# Spaceship WIP



## Dennis E. Taylor (Apr 19, 2015)

I'm working on a spaceship for a novel I'm writing. The ship is an interplanetary freight shuttle hurriedly upgraded for interstellar flight. I'm thinking of changing the skin to a more eggshell or ceramic finish, and it needs more detail. Any comments or suggestions appreciated.

Blog entry: Blog Entry








Video of rotation:


----------



## Chris Guillory (Apr 21, 2015)

Pretty cool. I think the eggshell would look nice as well. Also, what would you think about extending the back end and adding wings?


----------



## Dennis E. Taylor (Apr 21, 2015)

Chris, this thing would never go into atmosphere, so wings would be superfluous. If I get this good enough, it's going to go on my book cover, so I need the image to synchronize with the story.

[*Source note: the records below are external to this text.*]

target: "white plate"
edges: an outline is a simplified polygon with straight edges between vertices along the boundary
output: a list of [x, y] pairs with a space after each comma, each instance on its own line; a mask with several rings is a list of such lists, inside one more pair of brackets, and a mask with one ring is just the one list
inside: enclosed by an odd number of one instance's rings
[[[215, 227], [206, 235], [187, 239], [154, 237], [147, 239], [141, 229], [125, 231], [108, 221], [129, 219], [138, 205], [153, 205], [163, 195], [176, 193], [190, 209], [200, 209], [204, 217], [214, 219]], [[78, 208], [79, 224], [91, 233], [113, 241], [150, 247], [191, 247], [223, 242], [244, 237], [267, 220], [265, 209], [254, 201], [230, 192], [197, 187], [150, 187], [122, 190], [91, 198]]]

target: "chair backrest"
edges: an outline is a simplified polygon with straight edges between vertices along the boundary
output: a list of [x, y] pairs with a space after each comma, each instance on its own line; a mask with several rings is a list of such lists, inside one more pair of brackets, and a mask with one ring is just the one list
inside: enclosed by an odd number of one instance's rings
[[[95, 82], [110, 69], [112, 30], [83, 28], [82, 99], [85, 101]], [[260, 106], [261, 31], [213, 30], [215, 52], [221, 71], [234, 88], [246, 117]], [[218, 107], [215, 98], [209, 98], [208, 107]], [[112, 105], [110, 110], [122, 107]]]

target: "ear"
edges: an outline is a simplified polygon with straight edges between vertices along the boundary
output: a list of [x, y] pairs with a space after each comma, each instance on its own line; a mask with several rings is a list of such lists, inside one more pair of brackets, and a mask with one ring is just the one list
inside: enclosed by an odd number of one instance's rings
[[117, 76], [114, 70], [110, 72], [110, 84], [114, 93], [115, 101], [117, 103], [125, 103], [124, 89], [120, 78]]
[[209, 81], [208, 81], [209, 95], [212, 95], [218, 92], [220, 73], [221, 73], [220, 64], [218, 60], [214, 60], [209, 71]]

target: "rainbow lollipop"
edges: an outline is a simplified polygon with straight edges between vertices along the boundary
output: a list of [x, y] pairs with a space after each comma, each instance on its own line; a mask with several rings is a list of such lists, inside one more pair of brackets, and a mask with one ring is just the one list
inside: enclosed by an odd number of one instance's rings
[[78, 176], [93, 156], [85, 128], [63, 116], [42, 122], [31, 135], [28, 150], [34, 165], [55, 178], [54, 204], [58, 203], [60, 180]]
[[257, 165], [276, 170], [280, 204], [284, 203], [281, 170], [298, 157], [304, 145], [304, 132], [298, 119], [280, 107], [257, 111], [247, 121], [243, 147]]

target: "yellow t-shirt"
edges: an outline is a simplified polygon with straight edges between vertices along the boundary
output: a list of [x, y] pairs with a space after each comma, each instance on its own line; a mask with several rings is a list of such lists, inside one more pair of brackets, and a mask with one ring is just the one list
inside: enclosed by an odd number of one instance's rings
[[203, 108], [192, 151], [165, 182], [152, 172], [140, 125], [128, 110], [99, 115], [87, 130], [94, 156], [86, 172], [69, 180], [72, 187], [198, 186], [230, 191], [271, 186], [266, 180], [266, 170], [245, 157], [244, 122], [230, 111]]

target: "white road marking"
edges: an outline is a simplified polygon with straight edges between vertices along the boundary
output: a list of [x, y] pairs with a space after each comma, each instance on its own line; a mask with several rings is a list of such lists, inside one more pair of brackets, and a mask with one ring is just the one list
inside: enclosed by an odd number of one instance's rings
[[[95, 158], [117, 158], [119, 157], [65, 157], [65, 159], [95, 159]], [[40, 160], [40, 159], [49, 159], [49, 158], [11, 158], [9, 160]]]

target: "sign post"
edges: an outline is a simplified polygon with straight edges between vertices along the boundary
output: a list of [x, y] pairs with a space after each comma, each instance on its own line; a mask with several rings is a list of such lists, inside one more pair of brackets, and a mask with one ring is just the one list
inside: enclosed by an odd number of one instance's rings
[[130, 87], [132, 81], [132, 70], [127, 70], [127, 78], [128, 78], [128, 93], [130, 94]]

I've been told on the BlenderArtists forum that the best thing I could do is make the skin a little less perfect, i.e. add some seams and maybe some dirt or corrosion.


----------



## Chris Guillory (Apr 21, 2015)

Ah, I see. Yeah, the texture recommendation is good. But man, you have to really admire my MS Paint skills!


----------



## Mirannan (May 2, 2015)

Bizmuth said:


> Chris, this thing would never go into atmosphere, so wings would be superfluous. If I get this good enough, it's going to go on my book cover, so I need the image to synchronize with the story.
> 
> I've been told on the BlenderArtists forum that the best thing I could do is make the skin a little less perfect, i.e. add some seams and maybe some dirt or corrosion.



Maybe the wings wouldn't be superfluous. Heat dissipation is often neglected in SF spaceships; maybe the wings are actually radiators?

In addition, rudimentary wings might be useful if intending to scoop fusion fuel (i.e. hydrogen) from gas giants.


----------



## millymollymo (May 3, 2015)

You're putting a lot of thought into what purpose it has, but how it's made reflects directly on the end result. Rather than randomly adding greebling effects, reverse think your design. How is it held together? Was there a great many sheets of material welded together, or was the ship stamped out in one? Perhaps even 3D printed   has it been patched up several times? What scars does it have to show off?
Just some thoughts for you!


----------



## K.S. Crooks (May 9, 2015)

It looks great. If you are unsure about the design take your cues from your story and have a design for the ship before the modifications and after. It was a freight shuttle, what type of freight, how much and how far? What was the original crew size? When it is modified what will the people aboard need the ship to be able to do that differs from before? What aspects of the original design will hinder the progress of the characters? Hope this helps.


----------



## Dennis E. Taylor (May 9, 2015)

@Milly: Personally, I dislike excessive greebles. I understand why they exist though-- basic ship looks basic. I've tried to only use greebles on this WIP that I could think of a reason for. I think if I can add seams and such, I can break up the blankness a little better without adding junk.

@K.S.: Thanks. The ship developed from the story, and then the story changed a little because of the ship. Very organic.


----------



## geronl (May 23, 2015)

I can't even get a background to render in Blender, I don't think it likes Windows 8.1


----------



## Dennis E. Taylor (May 23, 2015)

geronl said:


> I can't even get a background to render in Blender, I don't think it likes Windows 8.1



Has this been reported? I did a report on blender.org about a problem with the installer on 2.74 and got a response immediately.


----------



## Dennis E. Taylor (May 23, 2015)

I've done an update to the design. Changed the cross-section and surface texture. The little flying things are ship-busters.


----------



## geronl (May 23, 2015)

Very nice


----------